The fact that Brous is willing to announce to a synagogue-centered Jewish world that she wants to be something different – something better – is emblematic of the earnest chutzpah that has earned her almost cultlike allegiance from admirers, a flurry of national recognition and a mixed reaction from some congregational leaders, who complain of the amount of attention heaped on IKAR.
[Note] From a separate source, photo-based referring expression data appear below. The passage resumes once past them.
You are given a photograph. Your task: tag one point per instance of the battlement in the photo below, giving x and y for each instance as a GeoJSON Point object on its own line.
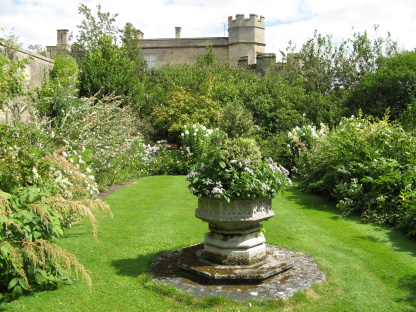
{"type": "Point", "coordinates": [241, 21]}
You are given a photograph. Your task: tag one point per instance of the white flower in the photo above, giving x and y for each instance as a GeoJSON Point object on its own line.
{"type": "Point", "coordinates": [217, 190]}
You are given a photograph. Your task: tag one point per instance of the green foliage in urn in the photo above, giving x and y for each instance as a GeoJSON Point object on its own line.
{"type": "Point", "coordinates": [235, 170]}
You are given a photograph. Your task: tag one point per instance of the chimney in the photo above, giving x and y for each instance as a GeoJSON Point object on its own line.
{"type": "Point", "coordinates": [139, 35]}
{"type": "Point", "coordinates": [178, 32]}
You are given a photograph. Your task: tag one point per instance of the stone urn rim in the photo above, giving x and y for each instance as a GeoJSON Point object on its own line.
{"type": "Point", "coordinates": [215, 209]}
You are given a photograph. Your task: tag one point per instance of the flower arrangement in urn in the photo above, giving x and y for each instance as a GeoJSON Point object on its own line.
{"type": "Point", "coordinates": [234, 169]}
{"type": "Point", "coordinates": [234, 188]}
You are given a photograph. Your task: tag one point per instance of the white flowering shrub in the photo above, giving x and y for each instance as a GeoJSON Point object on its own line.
{"type": "Point", "coordinates": [302, 138]}
{"type": "Point", "coordinates": [216, 175]}
{"type": "Point", "coordinates": [106, 137]}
“The idea was to create an opportunity for Jews to engage in traditional Jewish ritual and practice, while also learning and doing social justice work together in a community. I wanted to speak to their hearts and minds, to call for an integration of the spiritual, social, political and emotional self,” Brous said. And while IKAR didn’t target a specific population, “We wanted to realize this Jewish vision in a voice and with a vibe that would resonate with people who might find themselves outside the fold of conventional Jewish life.”

Today, IKAR’s success has brought it to a crossroads, nudging it closer to the world of institutional structure it initially associated with stagnation and emptiness.